130.ウィル
「抑え込むと無理が出る。やめた方が良くないか?」
「確かに爆発でもされたら困るわね」
アルベルトとライラの何気ない会話の一節に僕は盛大に咳き込んでしまった。
「何?暇ならウィルも手伝わない?」
ライラが怪訝そうに僕の方を見やりながら言った。
「いや、暇じゃないし、やめとくよ」
昨日から悩みが尽きず頭を離れない。
咳き込んだ喉を抑えつつ、拡散される思考をライラの言葉に繋ぎ止め、何とかライラの依頼を断る。
抑え込んで爆発だなんて、まるで昨日の自分のことのようだが、ライラとアルベルトが話題にしているのは発酵前のパン生地の事だ。
パン生地が発酵することにはなんの問題もない。
しかし、抑え込んだ感情が爆発して他者を傷つけるのは大問題だ。昨日の僕の態度は明らかに問題だった。その事が昨日からずっと僕の頭を悩ませているのだ。
あの後、エレンに謝罪した。
言い過ぎた、と伝えた所、エレンも謝罪を受け入れた。
「王女らしくない考えだったのかもしれないけど、私には踏み出す勇気も力もないから安心して」
「ならいいけど……」
エレンは僕が王女らしくない振る舞いに怒ったと思っているようだ。
本当の理由は違うけど、僕は訂正しなかった。
誤解されていた方が都合がいい。単なる独占欲だなんて格好悪すぎるし、何よりもエレンへの想いを悟られる訳にはいかないのだから。
「政略結婚だけれども、カイン様は優しいわ。私は恵まれているわよね、わかっているの」
胸が痛んだ。
でも、こういう時どんな顔をして、どんなことを言えば良いのかは、わきまえている。
「そうだよ、カイン様と結婚したい女性は星の数ほどいると思うよ?贅沢!」
冗談っぽく微笑むと、エレンも「そうね」と頷いた。
これで、僕達はいつも通りの幼馴染に戻った。
表面上は。
しかし、持て余したこの気持ちはどうしよう。今までは目を逸らそうと、意識しまいと努めていたけれど、その結果昨日みたいに爆発してしまったら目も当てられない。
「少し外に出しておくか?不自然に詰めるから反動で爆発するんだろ」
「むしろ蓋を外しておく?布でも被せておけば蓋してないのバレないわよ」
ライラとアルベルトは相変わらずパン生地について話しているのだが、今の僕にはどうしても僕の心を言い当てているように聞こえてしまう。
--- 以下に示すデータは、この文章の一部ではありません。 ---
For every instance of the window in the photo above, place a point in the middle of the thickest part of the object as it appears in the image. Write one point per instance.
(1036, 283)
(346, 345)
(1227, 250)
やっぱりそれしかないか……。爆発しない分、誤魔化すのも容易いだろうし……。
僕は、まるでライラの言葉を否定するかのようなタイミングで、はあ、と大きく溜息を吐いた。たちまちライラからは「うるさい」と返事が返ってくる。
とりあえず、自分の気持ちを見ないフリして認めないのは無理だと実感させられた僕にとって、喫緊の問題は、そろそろ新入生歓迎パーティーの時期だということだ。
パーティーでのダンス。
エレンを好きだと気づく前の僕なら、間違いなく何も考えずにエレンと踊っているだろう。実際昨年は踊った。
つい昨日までの僕だったら、エレンとは踊らなかったかもしれない。ヨシュアに対抗して踊ったかもしれない。どっちだかわからない。
でも、今となっては……。
僕以外の人がエレンと踊るのは嫌だ。
特にヨシュアとなんて絶対踊らせたくない。
少なくとも、1番初めにエレンと踊るのは僕であってほしい。
エレンにとって1番近い異性の存在は、ギルを抜かせば誰がどうみたって僕であったし、その立場はヨシュアや学園の誰にも譲りたくない。
どうせ僕がエレンにダンスを申し込んだ所で、エレンが僕の気持ちに気づく訳はない。それは今までと同じ、いつも通りの行動だから。
だったら、いいか。
エレンをすぐにでも抱き寄せられるような距離で、一時の間だけ、誰にも秘密で甘い気分に浸っても。
今まで、ギルを抜かせばエレンの1番近い距離にいた異性は僕だ。
だけど、遠くない将来にそれは強制的に変わってしまう。
あと少しだけだから、もしかしたら最後かもしれないから、エレンと踊りたい。
そうして、それが終わったら自分の気持ちに折り合いをつけていこう。
ルークに言われたっけ。
「自覚がないならそのまま無かったことにするのも良いかもな。時間が解決する、良くも悪くも」
僕は気づいてしまった。良いのか悪いのか……。
ただはっきりしているのは、気づく前にはもう戻れないという事だけだ。